Just before work
When I woke up for work the other day, there was a gorgeous little snip of music looping through my head. I'm pretty sure I'd never heard it before; it wasn't familiar at all, and unfortunately, I lack the skill to bring it into existence. Not that it matters, because I've already forgotten it, had forgotten it within a few minutes, in the rush to get up, get dressed, and get on the highway before the drive out to the suburbs got too long from all the stupid drivers, like most things occuring during sleep are forgotten at awakening, impending rush hour or not. I find this kind of depressing, and wonder how much potential stuff I – and everyone else – could make is lost every morning to alarm clocks and traffic.
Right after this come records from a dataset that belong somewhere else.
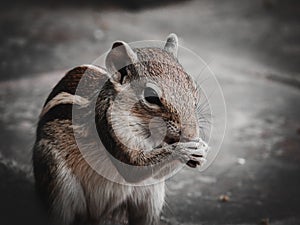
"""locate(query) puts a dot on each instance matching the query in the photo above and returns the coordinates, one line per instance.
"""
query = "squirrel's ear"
(120, 56)
(171, 45)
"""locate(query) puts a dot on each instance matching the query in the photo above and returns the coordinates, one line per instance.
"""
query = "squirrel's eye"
(151, 96)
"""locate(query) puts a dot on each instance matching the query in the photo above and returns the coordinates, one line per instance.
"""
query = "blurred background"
(253, 47)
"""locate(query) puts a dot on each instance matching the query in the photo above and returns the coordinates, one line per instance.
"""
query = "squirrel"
(70, 188)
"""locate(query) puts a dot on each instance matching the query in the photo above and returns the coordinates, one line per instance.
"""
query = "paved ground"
(252, 46)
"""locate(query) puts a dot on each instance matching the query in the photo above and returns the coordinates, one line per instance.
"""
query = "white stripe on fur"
(64, 98)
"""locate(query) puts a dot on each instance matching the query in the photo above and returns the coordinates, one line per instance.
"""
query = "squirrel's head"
(155, 100)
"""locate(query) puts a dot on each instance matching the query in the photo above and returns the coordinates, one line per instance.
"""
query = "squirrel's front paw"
(192, 153)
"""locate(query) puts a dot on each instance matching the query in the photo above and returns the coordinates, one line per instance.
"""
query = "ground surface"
(253, 48)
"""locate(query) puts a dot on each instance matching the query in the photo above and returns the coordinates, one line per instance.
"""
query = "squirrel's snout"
(189, 133)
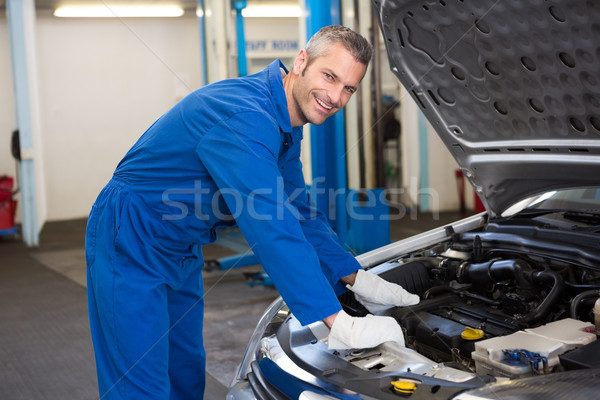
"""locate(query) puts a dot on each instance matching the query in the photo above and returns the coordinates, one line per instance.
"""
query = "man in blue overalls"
(228, 152)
If the thing can't exist, how far do you go with the description, anyway? Claire of the Moon, a reputedly horrible little film, uses the nice technique of a rectangle of light to demonstrate a woman looking at the most beautiful painting she's ever seen, which apparently turns her into a lesbian. Or something. The Library of Babel has recently been reprinted with some illustrations that, while gorgeous, are not at all what I had in mind when I originally read it. Strangely, the library in The Name of the Rose was described in great detail, including a floor plan printed in the book, and yet the movie's version bore very little resemblance, as far as I could tell. I once read a short story titled "Orange is for Anguish, Blue is for Insanity" in which it's eventually revealed that a painting that's driving everyone insane or something is actually made up of thousands and thousands of tiny little screaming faces, like some sort of hellish pointilism that Clive Barker would've come up with. That I'd like to see. What do you do with these things to salvage them, once they're more out of than in your head? Describe them well enough for someone to maybe eventually go through with, like the almost-invisible necklace in The Fountainhead or Atlast Shrugged(I forget which)? The Invisible Library collects books that have only appeared in other books. I wonder if there are any other collections of non-existent things that people are maintaining somewhere.
Do you let them remain ephemeral, so there's just that semblance of could-have-been? Or do you just let them go entirely? And of course there's the question of whether it's even new. Is what I heard not just some bit of Beethoven the monkeys in my head came up with on the way to something else entirely?
All I can remember at this point is that there were strings. And it was pretty.